Arillo in Terrabianca, nel 2027 cantina firmata da Mario Botta e cucina di Heinz Beck – Vino

 – Arillo in Terrabianca è una azienda vinicola che si estende su tre territori Toscani – Chianti Classico, Maremma, e Val d’Orcia – che inaugurerà, a Radda in Chianti nel 2027, una cantina ammiraglia firmata da Mario Botta con uno spazio dedicato alla ristorazione curata da Heinz Beck, una galleria d’arte e un progetto di accoglienza esperienziale pensato per permettere al visitatore di immergersi nella cultura del vino e nell’armonia del territorio. Lo ha annunciato l’imprenditrice dell’azienda vinicola Arillo in Terrabianca, Adriana Burkard, alla presentazione a Roma del Vermentino Superiore Doc “L’Imposto” al debutto con l’annata 2024 e prodotto in 1959 bottiglie. “Un vino fatto di luce della Maremma – ha sottolineato la produttrice, che è figlia di ristoratori a Genova – capace di coniugare energia mediterranea e precisione espressiva, luminosità e tensione salina”.

    Prodotto nella tenuta maremmana della famiglia Burkard, con 40 ettari di vigneti nell’area di Massa Marittima, questo Vermentino in purezza nasce sulle Colline Metallifere, tra i 140 e i 160 slm, con vista sul golfo di Follonica. “I nostri vini nascono da quello che definiamo il ‘Teorema Toscano’, tre anime diverse che ti ispirano anche emozioni diverse” ha affermato Adriana, proprietaria insieme al marito Urs Burkard di Arillo in Terrabianca: “Non si tratta semplicemente di produrre vino in luoghi diversi della Toscana, ma di interpretare ogni territorio come un’espressione autonoma di identità, energia e cultura paesaggistica. Radda in Chianti, Val d’Orcia e Maremma rappresentano tre anime complementari di un’unica visione: rigore, armonia ed essenzialità. Con L’Imposto volevamo raccontare la Maremma attraverso la sua luce, la sua materia minerale e il suo respiro mediterraneo.”

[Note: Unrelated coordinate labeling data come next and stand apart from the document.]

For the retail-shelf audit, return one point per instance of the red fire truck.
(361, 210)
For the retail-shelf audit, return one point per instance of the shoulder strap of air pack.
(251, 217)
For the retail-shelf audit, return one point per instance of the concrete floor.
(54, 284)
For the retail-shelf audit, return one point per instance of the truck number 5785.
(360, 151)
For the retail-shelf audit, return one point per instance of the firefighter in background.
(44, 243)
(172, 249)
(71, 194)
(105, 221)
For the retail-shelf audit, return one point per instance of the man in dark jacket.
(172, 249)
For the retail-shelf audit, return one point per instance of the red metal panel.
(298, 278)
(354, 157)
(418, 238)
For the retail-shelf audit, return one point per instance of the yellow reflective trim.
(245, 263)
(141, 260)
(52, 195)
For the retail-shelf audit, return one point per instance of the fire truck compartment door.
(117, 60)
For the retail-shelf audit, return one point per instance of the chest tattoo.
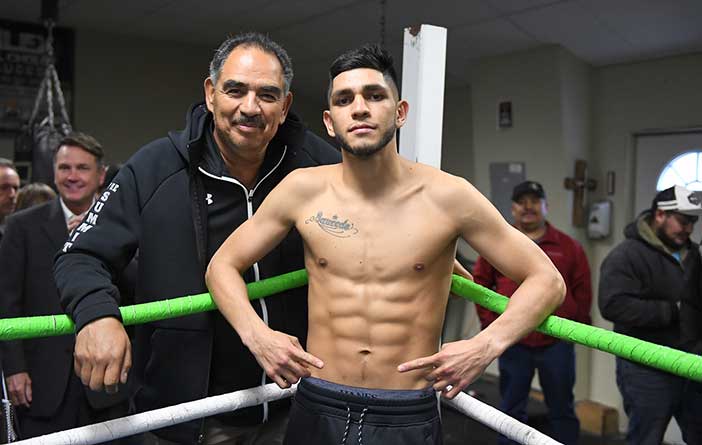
(333, 226)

   Il vino è biologico. “La vinificazione” ha spiegato l’enologo Vieri Vannoni “segue una linea di assoluta pulizia espressiva: pressatura soffice, chiarifica statica a freddo e fermentazione in acciaio a temperatura controllata. Il successivo affinamento di 6-8 mesi in ceramiche Clayver sulle fecce fini lavora sulla tessitura del vino”.

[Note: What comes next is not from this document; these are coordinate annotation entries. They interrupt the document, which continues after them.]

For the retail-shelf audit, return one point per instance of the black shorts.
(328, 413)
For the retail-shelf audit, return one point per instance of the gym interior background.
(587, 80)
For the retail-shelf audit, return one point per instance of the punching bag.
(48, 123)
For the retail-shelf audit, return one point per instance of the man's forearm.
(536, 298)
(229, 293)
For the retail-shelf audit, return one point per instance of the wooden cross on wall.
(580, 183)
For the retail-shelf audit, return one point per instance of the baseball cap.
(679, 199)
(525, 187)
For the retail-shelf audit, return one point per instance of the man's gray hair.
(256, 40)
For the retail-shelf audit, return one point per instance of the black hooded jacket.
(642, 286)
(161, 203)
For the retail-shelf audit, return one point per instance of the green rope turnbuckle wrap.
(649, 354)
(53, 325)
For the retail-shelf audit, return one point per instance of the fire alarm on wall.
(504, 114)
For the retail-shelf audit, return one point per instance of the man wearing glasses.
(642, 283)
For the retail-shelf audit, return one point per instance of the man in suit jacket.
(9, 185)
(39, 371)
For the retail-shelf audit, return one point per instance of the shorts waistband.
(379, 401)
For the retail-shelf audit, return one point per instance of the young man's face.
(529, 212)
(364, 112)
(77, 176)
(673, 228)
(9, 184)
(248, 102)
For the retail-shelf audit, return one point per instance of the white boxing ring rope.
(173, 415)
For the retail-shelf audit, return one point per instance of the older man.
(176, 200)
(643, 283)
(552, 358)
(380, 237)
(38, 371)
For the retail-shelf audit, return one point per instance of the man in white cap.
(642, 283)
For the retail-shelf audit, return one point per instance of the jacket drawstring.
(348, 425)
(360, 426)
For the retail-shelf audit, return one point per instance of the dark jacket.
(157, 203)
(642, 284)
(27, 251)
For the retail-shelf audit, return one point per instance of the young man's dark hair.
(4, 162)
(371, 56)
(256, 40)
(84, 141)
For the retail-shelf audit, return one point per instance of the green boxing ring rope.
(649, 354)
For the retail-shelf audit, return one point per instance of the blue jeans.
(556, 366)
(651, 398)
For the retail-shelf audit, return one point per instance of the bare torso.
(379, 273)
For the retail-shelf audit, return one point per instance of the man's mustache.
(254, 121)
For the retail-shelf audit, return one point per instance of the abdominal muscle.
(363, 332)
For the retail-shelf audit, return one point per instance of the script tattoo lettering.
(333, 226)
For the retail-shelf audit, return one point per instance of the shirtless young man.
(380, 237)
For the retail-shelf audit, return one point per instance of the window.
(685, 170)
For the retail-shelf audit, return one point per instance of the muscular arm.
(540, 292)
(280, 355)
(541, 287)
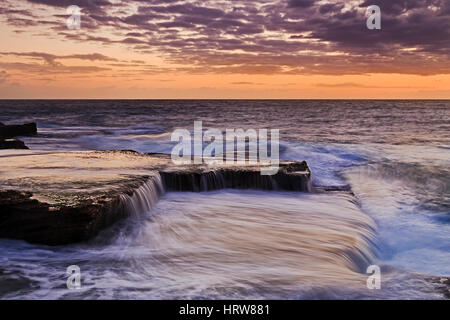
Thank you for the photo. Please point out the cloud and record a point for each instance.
(262, 37)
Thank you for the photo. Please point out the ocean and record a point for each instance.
(394, 155)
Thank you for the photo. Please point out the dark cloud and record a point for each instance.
(266, 36)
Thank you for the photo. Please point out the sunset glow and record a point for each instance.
(224, 49)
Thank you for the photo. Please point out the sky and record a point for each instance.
(214, 49)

    Questa filosofia produttiva si inserisce in una visione aziendale orientata alla sostenibilità e alla tutela del paesaggio agricolo. “Nelle tenute di Arillo in Terrabianca, siamo molto attenti alla biodiversità, alla vitalità dei suoli e al rispetto degli ecosistemi locali. La nostra filosofia è dare rispetto per ricevere eccellenza. Solo rispettando noi stessi e l’ambiente possiamo creare prodotti autentici” hanno sintetizzato Adriana e Urs Burkard, architetto che curerà gli interni della cantina progettata da Botta.